Strapped Uneasily to the Pinmaking Machine

The great intellectual historian J. G. A. Pocock summarizes one ambivalence in Adam Smith’s thought as follows:

[I]n Adam Smith the principle of the division of labor and exchange of goods and services has been at work since the beginning of history; it has led, not merely to the satisfaction of more human needs, but to the development of new human capacities, wants, and aspirations, so that the personality has been progressively diversified and enriched…. But we are aware of an intimation that some kind of optimum moment has been reached and passed. Those whose lives are spent in putting the heads on pins – the precursors of Marx’s proletariat and the assembly-line workers of the twentieth century – are not merely being denied the leisure to enjoy the multiplying goods now circulating in society; their actual capacity to do so is being systematically atrophied.

The prospect opens up of two discontinuous social classes: One enjoys a rich and diverse set of aspirations and capacities. The other puts heads on pins. It hardly matters how much money or free time you give the latter, it would seem: as long as a substantial chunk of their lives is to be spent putting the heads on pins, they will be pinheads.

A setup like this can’t last, it is feared. Yet the re-foundation of society – the arrival of what Pocock would have termed a “Machiavellian moment” – is typically brutal. On some level we all know this, whether or not we subscribe to the idea that industrial labor stultifies. We don’t really want a revolution. And so we remain, strapped uneasily to the pinmaking machine, wondering what that machine has in store for us.

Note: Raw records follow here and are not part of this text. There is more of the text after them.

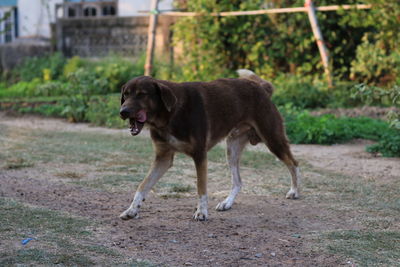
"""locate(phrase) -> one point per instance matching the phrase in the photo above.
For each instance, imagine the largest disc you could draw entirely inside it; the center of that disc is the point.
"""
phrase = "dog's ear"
(167, 96)
(122, 94)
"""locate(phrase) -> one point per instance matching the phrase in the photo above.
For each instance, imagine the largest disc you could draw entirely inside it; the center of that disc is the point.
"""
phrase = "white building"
(32, 18)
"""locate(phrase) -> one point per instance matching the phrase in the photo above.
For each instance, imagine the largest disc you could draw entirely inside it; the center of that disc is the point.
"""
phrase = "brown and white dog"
(192, 117)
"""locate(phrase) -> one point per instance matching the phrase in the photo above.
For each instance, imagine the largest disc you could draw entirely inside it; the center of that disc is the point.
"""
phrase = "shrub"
(33, 68)
(303, 128)
(117, 71)
(375, 65)
(21, 89)
(104, 111)
(388, 145)
(300, 92)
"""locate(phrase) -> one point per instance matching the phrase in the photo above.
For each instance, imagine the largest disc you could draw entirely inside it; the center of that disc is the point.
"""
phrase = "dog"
(192, 117)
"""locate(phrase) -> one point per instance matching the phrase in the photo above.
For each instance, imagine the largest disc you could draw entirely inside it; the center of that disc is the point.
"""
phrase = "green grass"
(367, 248)
(55, 236)
(120, 162)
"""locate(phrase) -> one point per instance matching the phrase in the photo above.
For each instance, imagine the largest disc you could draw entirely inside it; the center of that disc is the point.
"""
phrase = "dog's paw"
(292, 194)
(129, 214)
(200, 215)
(224, 205)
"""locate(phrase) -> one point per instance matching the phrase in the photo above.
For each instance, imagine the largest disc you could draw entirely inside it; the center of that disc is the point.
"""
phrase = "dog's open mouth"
(137, 122)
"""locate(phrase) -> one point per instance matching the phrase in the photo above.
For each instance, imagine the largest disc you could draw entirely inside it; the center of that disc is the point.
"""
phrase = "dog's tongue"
(136, 127)
(141, 116)
(137, 123)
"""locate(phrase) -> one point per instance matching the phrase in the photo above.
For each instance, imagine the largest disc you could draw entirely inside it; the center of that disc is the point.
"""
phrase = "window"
(71, 12)
(90, 12)
(109, 11)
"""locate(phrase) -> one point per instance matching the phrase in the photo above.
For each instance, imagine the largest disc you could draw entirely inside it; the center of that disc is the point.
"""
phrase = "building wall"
(100, 36)
(132, 7)
(35, 17)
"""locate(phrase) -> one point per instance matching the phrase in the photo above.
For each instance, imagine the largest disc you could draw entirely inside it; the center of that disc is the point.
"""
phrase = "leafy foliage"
(35, 67)
(215, 46)
(104, 111)
(303, 128)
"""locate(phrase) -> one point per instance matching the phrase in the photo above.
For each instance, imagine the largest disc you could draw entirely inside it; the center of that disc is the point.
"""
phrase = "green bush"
(117, 71)
(21, 89)
(388, 145)
(300, 92)
(374, 64)
(49, 110)
(34, 67)
(303, 128)
(104, 111)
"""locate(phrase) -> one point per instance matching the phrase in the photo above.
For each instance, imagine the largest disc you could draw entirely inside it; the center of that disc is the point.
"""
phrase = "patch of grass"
(111, 181)
(180, 188)
(17, 163)
(367, 248)
(69, 175)
(33, 256)
(73, 147)
(59, 238)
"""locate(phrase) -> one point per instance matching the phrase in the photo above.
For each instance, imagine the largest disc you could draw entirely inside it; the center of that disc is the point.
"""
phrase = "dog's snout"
(124, 112)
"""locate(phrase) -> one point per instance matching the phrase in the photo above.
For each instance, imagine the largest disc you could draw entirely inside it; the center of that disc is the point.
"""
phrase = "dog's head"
(143, 99)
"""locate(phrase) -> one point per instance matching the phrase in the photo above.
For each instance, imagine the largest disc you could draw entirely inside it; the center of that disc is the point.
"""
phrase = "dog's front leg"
(160, 165)
(201, 213)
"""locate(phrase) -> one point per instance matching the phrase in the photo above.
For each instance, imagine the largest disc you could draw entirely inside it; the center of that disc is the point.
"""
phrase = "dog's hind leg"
(161, 164)
(201, 213)
(276, 140)
(235, 145)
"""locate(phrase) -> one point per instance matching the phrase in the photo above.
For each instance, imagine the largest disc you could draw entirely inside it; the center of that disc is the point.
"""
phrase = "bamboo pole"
(262, 11)
(151, 38)
(319, 39)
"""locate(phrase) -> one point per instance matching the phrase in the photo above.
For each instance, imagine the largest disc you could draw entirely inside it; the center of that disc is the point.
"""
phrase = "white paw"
(292, 194)
(200, 215)
(129, 214)
(224, 205)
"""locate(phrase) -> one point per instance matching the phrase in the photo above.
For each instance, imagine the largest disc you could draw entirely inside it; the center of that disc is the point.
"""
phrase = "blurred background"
(70, 58)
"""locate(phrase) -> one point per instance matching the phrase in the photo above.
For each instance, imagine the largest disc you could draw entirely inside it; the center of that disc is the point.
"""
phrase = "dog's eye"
(140, 95)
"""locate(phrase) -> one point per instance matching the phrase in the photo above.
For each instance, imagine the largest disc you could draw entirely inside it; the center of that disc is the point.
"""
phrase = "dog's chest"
(178, 144)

Cultural manifestations of this fear are everywhere: Think of The Time Machine, or The Great Gatsby, or The Three Stigmata of Palmer Eldritch, or Taxi Driver, or Infinite Jest: In each, the social tension is not necessarily from any deliberate or calibrated oppression. It’s only incidentally economic. The tension arises from the various, usually class-mediated ways that people have of being bored in an industrial or post-industrial society, and the ways, often dangerously incompatible, that they find of alleviating that boredom, and of thereby forging an identity.

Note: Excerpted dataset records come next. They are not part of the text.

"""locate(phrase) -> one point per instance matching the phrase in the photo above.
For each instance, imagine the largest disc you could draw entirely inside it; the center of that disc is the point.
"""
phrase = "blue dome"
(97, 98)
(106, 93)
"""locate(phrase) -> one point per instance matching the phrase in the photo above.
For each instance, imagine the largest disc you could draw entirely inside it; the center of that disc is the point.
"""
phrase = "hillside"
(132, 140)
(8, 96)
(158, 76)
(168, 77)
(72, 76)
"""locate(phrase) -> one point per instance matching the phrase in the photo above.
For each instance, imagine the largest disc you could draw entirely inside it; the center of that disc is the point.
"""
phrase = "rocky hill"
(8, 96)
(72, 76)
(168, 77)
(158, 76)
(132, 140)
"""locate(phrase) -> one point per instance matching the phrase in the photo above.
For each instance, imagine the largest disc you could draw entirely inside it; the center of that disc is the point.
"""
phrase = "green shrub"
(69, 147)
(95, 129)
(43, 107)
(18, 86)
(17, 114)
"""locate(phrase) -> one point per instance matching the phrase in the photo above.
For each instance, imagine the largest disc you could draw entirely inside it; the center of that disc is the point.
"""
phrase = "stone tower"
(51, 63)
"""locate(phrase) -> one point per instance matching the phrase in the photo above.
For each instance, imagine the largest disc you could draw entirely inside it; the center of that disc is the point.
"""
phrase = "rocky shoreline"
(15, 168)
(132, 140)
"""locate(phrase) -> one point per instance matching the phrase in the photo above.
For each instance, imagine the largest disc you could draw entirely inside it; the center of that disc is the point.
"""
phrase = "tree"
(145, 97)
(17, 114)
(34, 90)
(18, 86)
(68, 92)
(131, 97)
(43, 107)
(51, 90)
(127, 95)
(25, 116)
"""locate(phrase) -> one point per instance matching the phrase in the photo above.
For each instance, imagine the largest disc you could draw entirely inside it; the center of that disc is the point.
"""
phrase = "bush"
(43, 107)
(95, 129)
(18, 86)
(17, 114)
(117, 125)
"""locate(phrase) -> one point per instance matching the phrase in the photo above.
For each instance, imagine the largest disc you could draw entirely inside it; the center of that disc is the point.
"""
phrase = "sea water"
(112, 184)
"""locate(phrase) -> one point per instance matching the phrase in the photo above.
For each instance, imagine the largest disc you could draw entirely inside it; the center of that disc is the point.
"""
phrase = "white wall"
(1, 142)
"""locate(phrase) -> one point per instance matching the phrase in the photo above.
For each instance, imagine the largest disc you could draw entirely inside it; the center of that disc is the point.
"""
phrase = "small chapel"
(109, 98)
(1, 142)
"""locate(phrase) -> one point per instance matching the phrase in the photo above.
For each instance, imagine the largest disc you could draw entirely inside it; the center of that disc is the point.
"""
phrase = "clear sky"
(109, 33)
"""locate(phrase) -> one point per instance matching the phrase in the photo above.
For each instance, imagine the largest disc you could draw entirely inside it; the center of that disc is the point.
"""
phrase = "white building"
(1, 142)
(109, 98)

Pocock traces the origins of anxiety about trade and specialized labor back (way, way back) to 17th-century fears about the uncertain nature of commerce and credit, and before that, to the ancient notion that luxury tended to bring corruption: Think of Rome under the bad emperors, or Rousseau castigating d’Alembert for proposing to add a theater at Geneva, or of how the Persians were depicted in 300. Luxury makes people… weird. And scary. And decadent. Not that poverty and pinmaking are all that great either.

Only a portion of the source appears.